In this thinking, turn things around: while you might have a QA engineer or two who provide great input on design ideas, would you put QA in charge of the design process? Probably not: their expertise may sometimes approach or overlap those needed for design, but there will be holes, gaps, and so forth. Unless you are truly cross-training, you're going to end up with ultimately inferior results.

Which isn't to say that having QA involved in the design process, or Design in the QA process, isn't a great idea. It most certainly is.

Watch out as well for asking designers to do QA work on the items they designed. They can easily be way too picky and/or unable to look at the pieces they designed with a fresh eye, to see interactions and different angles.

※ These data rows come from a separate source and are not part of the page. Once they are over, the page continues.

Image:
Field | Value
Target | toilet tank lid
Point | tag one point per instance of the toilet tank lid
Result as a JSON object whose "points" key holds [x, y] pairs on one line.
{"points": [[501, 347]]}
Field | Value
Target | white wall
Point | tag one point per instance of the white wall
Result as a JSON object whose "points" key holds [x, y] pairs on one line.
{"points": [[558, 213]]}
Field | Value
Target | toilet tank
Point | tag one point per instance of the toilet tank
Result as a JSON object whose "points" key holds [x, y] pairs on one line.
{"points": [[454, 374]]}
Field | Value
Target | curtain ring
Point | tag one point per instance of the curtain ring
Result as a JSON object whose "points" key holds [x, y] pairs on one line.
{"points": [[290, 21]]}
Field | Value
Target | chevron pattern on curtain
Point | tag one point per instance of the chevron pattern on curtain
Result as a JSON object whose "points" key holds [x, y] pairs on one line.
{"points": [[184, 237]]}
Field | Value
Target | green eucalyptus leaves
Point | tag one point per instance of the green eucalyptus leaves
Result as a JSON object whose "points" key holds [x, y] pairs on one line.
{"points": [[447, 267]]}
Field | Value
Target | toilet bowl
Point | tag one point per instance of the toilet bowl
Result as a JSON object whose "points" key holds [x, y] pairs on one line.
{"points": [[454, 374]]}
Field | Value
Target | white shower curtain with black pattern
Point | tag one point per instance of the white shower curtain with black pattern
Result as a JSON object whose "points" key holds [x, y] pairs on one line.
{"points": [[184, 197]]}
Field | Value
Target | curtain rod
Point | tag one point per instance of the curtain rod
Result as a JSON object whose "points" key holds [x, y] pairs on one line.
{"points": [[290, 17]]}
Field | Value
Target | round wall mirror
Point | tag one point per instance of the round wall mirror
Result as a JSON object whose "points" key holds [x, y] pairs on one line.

Better to use their designer eye to look at other aspects of the product.

-- Jim Drew
   Seattle, WA
   Software QA for 18 years


On Oct 27, 2008, at 7:36 AM, Damon Dimmick wrote:

The company I work for is a very lean, fast moving company, and we're
constantly looking for ways to tighten our product life cycle timelines.

One thing we've noticed in the last few months is that IxDA (and general
design practitioners) have been extremely valuable not just during the
design phase of a product, but also during the ongoing Quality Assurance / Quality Control phases as well as the final Quality Acceptance phases
of the product lifecycle.

This being the case, we're experimenting with the idea of putting IxDA
people in charge (or in review positions within) the QA process. I've
been playing around with this model myself on a couple of projects with very strong results. The net benefit seems to derive from the fact that
there is really no one better to certify that a product meets QA
requirements than the very people that identified the necessary
interactions, UI results, and full design elements to begin with.

So far, this also seems to fit in nicely with the fact that our design
team tends to be very busy at the start of the project (front loading
interaction design and then visual design) and then gets much less busy as the development cycle begins and ends. It seems a really good use of our time to swoop back in after the design phase and act as part of the
QA process, making sure that developers are conforming to our
specifications via a formal testing structure.

I was wondering if anyone else has had experience with this kind of
structure, and if so, what challenges, results, and tips can you share?
We're sort of excited about the idea on our end, as our initial forays
into this model have really helped projects move along faster and with
better results. Being a small/midsized team, we don't have a large QA
department, so this allocation of resources seems to fill a lot of gaps.

Any thoughts out there among my colleagues?